ZFS uses variable-sized blocks. Therefore, for each recordsize worth of data, anywhere from 4 KB to 1 MB, ZFS needs to consult the block pointer tree to see how data is laid out on disks. Because block pointer trees are often fragmented, and files are often fragmented, there is quite a lot of head movement. Rotational hard drives perform much slower with a lot of head movement, so the megabyte per second speed of the rebuild is slower than that of a traditional RAID. Now, ZFS only rebuilds the part of the array in use, and it does not rebuild free space. Therefore, on lightly used pools, it may complete faster than a traditional RAID. However, this advantage disappears as the pool fills up.

Summary

ZFS and RAIDZ are better than traditional RAID in almost all respects, except when it comes to a catastrophic failure when your ZFS pool refuses to mount. If this happens, recovery of a ZFS pool is more complicated and requires more time to recover than a traditional RAID. Again, this is because ZFS and RAIDZ are much more complex.
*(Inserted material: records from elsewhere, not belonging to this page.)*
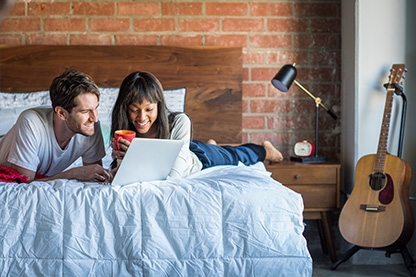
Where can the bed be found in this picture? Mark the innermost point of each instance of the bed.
(222, 221)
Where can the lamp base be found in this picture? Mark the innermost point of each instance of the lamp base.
(313, 159)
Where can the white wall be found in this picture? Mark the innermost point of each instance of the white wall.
(375, 35)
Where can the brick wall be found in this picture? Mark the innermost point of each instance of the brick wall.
(271, 32)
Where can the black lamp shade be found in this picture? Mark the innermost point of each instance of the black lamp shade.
(285, 77)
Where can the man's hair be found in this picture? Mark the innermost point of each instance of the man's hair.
(66, 87)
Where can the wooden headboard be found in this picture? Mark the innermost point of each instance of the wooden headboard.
(211, 75)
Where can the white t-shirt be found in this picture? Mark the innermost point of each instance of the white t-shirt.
(31, 144)
(187, 162)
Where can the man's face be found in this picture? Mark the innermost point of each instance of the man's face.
(82, 117)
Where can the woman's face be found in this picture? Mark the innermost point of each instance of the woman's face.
(143, 116)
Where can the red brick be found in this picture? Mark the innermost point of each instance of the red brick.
(326, 25)
(287, 25)
(317, 10)
(226, 40)
(271, 9)
(198, 25)
(16, 9)
(11, 39)
(246, 74)
(242, 25)
(245, 106)
(271, 41)
(221, 9)
(253, 57)
(109, 24)
(137, 39)
(263, 74)
(95, 8)
(145, 8)
(271, 106)
(154, 24)
(253, 122)
(287, 57)
(64, 24)
(313, 41)
(20, 25)
(48, 8)
(90, 39)
(254, 90)
(184, 40)
(244, 138)
(46, 39)
(289, 122)
(181, 8)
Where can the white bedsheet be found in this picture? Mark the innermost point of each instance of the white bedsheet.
(223, 221)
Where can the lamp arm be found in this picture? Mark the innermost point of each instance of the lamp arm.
(317, 100)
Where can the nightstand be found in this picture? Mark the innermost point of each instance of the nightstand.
(318, 183)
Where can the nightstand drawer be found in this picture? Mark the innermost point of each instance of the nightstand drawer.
(317, 197)
(305, 175)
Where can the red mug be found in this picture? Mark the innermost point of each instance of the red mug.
(125, 134)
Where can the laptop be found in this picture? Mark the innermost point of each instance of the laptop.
(147, 160)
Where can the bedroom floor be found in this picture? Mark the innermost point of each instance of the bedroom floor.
(322, 263)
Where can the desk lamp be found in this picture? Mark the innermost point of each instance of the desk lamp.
(282, 81)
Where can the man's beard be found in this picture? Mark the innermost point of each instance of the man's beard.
(76, 127)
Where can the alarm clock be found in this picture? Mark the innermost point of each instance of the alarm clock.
(304, 149)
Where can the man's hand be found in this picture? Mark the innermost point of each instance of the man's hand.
(83, 173)
(89, 172)
(123, 144)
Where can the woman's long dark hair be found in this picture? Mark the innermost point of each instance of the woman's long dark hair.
(137, 87)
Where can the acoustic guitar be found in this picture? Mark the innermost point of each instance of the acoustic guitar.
(378, 213)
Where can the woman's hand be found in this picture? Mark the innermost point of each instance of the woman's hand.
(123, 146)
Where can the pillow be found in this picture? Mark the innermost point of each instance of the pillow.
(13, 103)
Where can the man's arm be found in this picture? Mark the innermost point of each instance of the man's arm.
(82, 173)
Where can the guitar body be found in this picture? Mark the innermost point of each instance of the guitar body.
(379, 217)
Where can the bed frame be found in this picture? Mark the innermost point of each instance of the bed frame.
(212, 76)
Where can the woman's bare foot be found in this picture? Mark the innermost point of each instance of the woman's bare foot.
(211, 141)
(272, 154)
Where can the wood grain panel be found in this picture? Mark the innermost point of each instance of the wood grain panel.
(212, 76)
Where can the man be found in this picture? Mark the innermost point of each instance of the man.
(46, 141)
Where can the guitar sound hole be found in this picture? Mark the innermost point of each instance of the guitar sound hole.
(377, 180)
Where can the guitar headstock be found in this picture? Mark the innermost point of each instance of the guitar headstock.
(396, 74)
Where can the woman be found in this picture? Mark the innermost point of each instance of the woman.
(141, 107)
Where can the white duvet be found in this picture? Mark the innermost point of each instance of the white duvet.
(222, 221)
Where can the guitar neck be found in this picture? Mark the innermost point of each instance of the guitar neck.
(384, 133)
(396, 74)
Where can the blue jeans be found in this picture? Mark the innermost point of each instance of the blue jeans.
(212, 155)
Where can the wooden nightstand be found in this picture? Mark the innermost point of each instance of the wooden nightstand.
(319, 186)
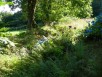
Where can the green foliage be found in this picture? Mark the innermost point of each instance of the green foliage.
(13, 21)
(94, 30)
(4, 29)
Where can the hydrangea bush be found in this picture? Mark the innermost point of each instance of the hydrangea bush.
(94, 30)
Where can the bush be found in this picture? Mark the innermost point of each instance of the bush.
(94, 30)
(4, 29)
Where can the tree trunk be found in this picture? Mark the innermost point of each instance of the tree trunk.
(31, 11)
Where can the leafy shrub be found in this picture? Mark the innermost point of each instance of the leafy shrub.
(94, 31)
(4, 29)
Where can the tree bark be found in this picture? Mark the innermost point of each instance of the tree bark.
(31, 11)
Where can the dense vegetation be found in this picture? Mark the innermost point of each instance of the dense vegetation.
(50, 38)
This reflects the Catch-22 of complexity:

  • A more complex system can be made more robust against a larger set of anticipated failures than a simpler system.
  • As complexity increases, unanticipated failures become more challenging to recover from than a simpler system.
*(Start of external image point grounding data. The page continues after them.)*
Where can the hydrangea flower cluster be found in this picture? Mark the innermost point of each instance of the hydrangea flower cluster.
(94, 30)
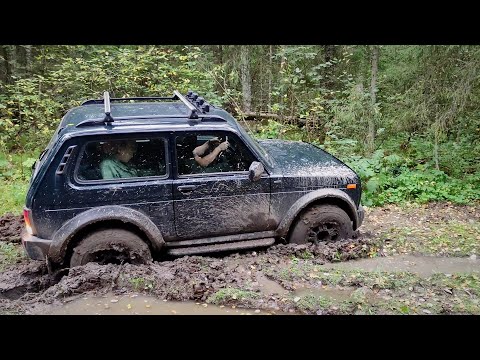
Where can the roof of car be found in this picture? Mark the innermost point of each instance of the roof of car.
(148, 110)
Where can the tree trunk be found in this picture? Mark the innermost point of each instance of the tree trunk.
(3, 64)
(218, 55)
(28, 58)
(270, 76)
(373, 97)
(328, 72)
(246, 78)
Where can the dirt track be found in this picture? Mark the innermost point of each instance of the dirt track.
(283, 278)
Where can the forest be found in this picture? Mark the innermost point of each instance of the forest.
(405, 118)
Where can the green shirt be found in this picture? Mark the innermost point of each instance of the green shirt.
(113, 169)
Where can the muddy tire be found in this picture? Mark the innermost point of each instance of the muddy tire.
(320, 224)
(111, 246)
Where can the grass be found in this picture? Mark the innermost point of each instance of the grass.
(226, 295)
(12, 197)
(445, 239)
(9, 254)
(15, 172)
(313, 303)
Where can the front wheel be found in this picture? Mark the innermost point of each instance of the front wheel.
(111, 246)
(321, 224)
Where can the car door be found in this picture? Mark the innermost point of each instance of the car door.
(218, 199)
(143, 183)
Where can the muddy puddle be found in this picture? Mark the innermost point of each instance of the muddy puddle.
(423, 266)
(334, 294)
(144, 305)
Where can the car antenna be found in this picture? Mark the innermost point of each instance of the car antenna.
(193, 109)
(106, 100)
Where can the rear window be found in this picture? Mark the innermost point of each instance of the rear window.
(122, 159)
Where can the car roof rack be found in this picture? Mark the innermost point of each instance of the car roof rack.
(192, 101)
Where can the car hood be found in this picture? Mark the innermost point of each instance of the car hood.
(296, 158)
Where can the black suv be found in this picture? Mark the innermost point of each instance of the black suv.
(125, 180)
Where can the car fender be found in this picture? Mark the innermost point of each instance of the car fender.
(66, 233)
(311, 197)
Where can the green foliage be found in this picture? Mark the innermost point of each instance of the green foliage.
(15, 172)
(32, 107)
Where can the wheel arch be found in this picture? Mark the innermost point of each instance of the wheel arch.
(76, 228)
(317, 197)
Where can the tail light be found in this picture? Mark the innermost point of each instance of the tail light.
(27, 216)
Bonus - entropy histograms

As a bonus, let's look at entropy histograms used to determine RAID block size in traditional RAID.
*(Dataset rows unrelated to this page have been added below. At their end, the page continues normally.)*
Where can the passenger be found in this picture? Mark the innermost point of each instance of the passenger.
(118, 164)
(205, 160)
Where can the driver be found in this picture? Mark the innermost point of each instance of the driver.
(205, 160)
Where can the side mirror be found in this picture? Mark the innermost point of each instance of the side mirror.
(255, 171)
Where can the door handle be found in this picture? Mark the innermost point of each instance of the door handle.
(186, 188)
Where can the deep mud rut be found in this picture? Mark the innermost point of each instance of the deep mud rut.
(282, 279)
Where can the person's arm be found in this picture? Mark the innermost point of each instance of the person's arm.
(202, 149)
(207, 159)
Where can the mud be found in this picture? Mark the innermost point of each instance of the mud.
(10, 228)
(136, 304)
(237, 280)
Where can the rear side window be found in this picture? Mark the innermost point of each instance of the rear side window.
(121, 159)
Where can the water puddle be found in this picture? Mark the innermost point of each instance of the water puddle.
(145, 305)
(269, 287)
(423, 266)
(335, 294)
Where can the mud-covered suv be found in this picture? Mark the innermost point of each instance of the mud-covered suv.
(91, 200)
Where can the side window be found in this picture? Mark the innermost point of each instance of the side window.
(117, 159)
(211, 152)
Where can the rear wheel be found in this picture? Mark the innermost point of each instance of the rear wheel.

Entropy historgams for RAID5 (top) and RAIDZ (bottom)

Entropy histograms for RAID5 (top) and RAIDZ (bottom);
The X-axis shows disk addresses (LBAs), Y-axis shows differential entropy

You see, the RAID5 histogram (the top one) is beautifully simple, showing RAID block boundaries with a good signal-to-noise ratio. Each peak on the top histogram corresponds to change from one block to another, the distance between peaks indicating block size. RAIDZ histogram (the bottom one) is much more challenging to interpret. Peaks labeled with red dots may look like candidates for block boundaries, but they are not because the peaks are not equidistant. Again, the bottom line is that RAIDZ analysis is much more complicated than what we do for traditional RAID. Traditional tools are either useless or require much more skill to interpret results correctly.

Created Thursday, July 4, 2019

Updated 01 September 2019

Updated 14 June 2021